UESTC RGB-D Varying-view action database

UESTC RGB-D Varying-view action database contains 40 categories of aerobic exercise. We utilized 2 Kinect V2 cameras in 8 fixed directions and 1 round direction to capture these actions with the data modalities of RGB video, 3D skeleton sequences and depth map sequences.

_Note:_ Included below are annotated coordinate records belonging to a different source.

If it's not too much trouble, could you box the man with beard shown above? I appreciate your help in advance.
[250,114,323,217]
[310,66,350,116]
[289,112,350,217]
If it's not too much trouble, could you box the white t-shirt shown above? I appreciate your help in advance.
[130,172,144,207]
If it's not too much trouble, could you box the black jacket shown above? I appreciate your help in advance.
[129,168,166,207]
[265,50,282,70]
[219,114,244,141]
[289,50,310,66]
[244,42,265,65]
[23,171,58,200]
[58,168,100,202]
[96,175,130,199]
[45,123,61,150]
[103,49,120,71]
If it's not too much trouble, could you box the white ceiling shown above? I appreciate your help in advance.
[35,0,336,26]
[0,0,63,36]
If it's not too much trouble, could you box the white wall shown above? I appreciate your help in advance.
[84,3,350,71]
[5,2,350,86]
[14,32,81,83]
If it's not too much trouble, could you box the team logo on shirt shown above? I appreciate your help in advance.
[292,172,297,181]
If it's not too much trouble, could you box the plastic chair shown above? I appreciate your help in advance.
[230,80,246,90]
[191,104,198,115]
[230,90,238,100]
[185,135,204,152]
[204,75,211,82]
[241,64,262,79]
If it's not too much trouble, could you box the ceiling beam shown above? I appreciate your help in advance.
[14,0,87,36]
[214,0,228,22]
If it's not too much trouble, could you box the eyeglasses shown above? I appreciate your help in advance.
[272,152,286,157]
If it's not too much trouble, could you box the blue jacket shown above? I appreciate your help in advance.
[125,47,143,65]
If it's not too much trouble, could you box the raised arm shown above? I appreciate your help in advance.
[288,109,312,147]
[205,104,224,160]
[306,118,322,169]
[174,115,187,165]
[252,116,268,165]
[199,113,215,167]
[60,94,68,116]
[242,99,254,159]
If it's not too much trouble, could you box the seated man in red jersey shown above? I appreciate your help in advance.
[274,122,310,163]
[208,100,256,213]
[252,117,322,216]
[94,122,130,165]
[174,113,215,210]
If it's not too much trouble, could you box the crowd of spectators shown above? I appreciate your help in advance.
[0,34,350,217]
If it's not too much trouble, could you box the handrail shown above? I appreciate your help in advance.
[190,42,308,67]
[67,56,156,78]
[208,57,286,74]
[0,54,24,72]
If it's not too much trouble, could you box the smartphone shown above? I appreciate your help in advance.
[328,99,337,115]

The camera #1 was fixed in the front view and camera #2 was moved to 7 different views from d1 to d7 in different capturing phase. Please refer to Fig1 for more detail. The subjects performed each action for 3 repetitions in a fixed direction. Since there were 7 different views except the front one, we collected 7 pair samples for each subject and each action(a pair sample include the front view and the corresponding side view). What's more, we extra collected the round sample by keeping the subject performing the same action until the capture finished in the round direction. Before each recording, the subjects were told which action to perform and how to perform it, however the detail about the action like the acting style and the acting speed would never be specified.


1. Data capture settings

There are 40 different subjects to perform each action and each action is simultaneously captured by camera #1 and camera #2. To enrich our dataset, we adopt three kinds of capture scenarios with different shapes and sizes. Figure 1, 2, and 3 illustrate the layout of cameras and 9 different views(range from d1 to d8 and the front view) of the capture configurations. When the subjects perform actions, they always face front view camera #1.

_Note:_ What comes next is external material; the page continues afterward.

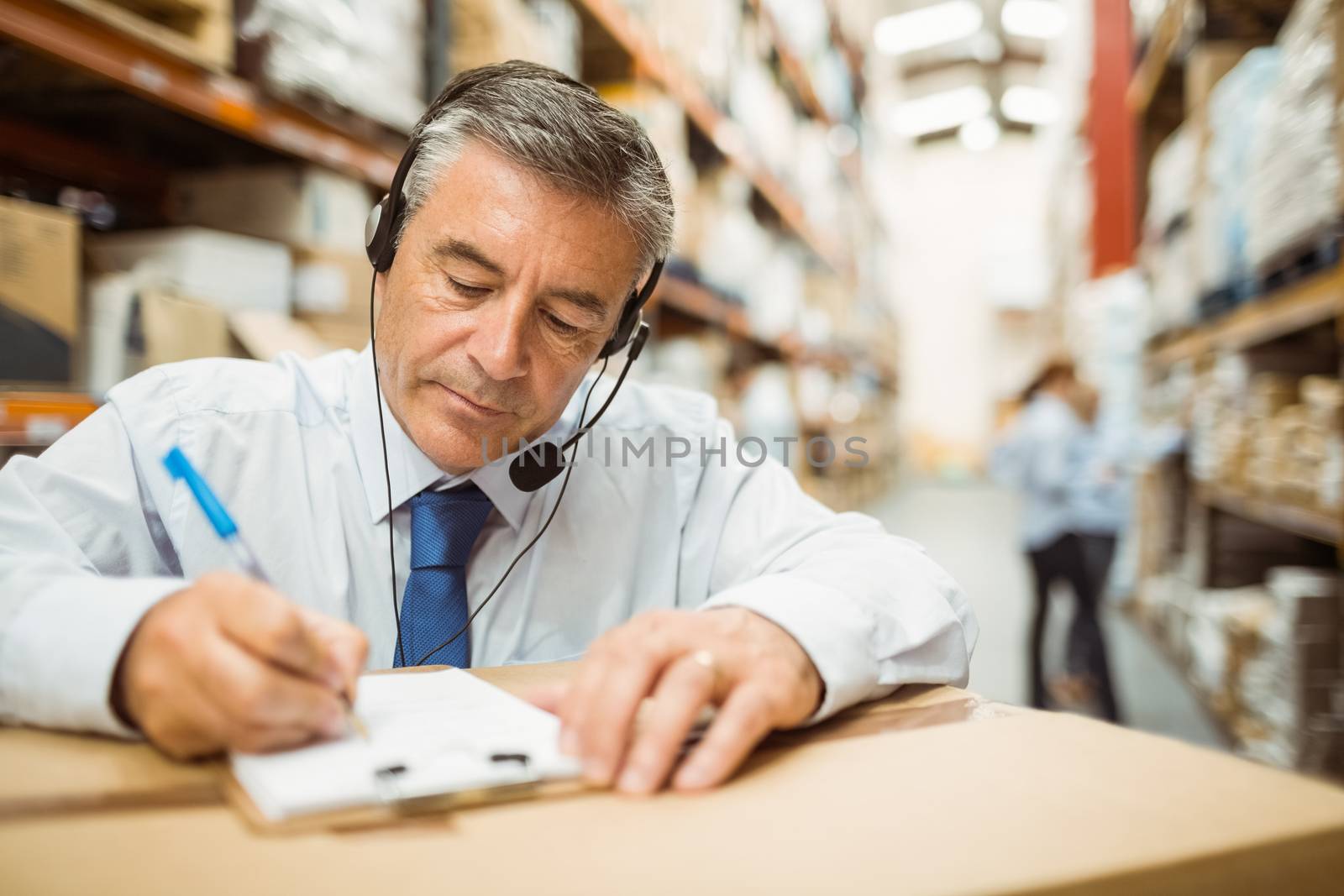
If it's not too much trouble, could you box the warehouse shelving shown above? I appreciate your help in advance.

1.1 The first type of scenario

Fig.1 The first capture setting for data collection

Actions' IDs NO.0 -- NO.9 and subjects' IDs NO.01 -- NO.40 are all collected adopting this type of scenario.

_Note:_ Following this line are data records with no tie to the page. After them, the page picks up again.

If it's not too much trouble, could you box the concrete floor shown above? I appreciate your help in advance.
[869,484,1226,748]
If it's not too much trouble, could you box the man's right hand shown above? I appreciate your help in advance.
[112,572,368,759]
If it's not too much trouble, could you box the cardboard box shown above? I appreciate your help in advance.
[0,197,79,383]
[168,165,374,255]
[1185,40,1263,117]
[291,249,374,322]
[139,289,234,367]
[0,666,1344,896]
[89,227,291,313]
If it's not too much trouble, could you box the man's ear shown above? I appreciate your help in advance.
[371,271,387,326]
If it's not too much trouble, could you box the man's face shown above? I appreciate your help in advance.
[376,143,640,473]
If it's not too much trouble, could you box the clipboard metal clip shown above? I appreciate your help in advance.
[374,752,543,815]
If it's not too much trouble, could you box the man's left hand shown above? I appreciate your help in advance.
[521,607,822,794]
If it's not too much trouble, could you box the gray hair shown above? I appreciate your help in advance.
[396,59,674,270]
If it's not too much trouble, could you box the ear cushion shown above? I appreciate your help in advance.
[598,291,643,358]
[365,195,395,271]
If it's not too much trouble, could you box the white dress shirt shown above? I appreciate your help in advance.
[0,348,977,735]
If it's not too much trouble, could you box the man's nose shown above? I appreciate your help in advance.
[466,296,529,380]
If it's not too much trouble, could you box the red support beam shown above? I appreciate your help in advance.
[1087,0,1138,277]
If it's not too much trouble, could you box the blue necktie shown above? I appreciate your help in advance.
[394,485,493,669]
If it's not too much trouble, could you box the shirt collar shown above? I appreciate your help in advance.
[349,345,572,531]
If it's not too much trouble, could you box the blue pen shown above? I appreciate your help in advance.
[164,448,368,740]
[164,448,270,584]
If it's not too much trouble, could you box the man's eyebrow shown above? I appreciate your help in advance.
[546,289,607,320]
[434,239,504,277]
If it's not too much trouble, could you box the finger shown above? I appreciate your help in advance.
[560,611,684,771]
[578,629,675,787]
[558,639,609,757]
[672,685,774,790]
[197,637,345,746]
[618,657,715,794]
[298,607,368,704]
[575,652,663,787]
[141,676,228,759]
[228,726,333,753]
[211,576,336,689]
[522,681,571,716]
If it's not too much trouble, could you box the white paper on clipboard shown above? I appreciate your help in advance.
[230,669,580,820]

1.2 The second type of scenario

Fig.2 The second capture setting for data collection

The table2 in Action categories and Appendix of capture settings.pdf shows each subjects' IDs and their actions captured adopting the second scenario.

1.3 The third type of scenario

Fig 3. The third capture setting for data collection

The rest of the actions NO.10 -- NO.39 are captured adopting the third type of scenario. The detail about these actions and subjects’ IDs can be found in Action categories and Appendix of capture settings.pdf table3. In this type of capture scenario, 15 actions are collected by sitting and standing posture, the rest 15 actions are only collected by standing posture. The item with * mark means that the action collected by sitting in Action categories and Appendix of capture settings.pdf table3. The ratio of subject that takes sitting posture and standing posture are set to 1:1.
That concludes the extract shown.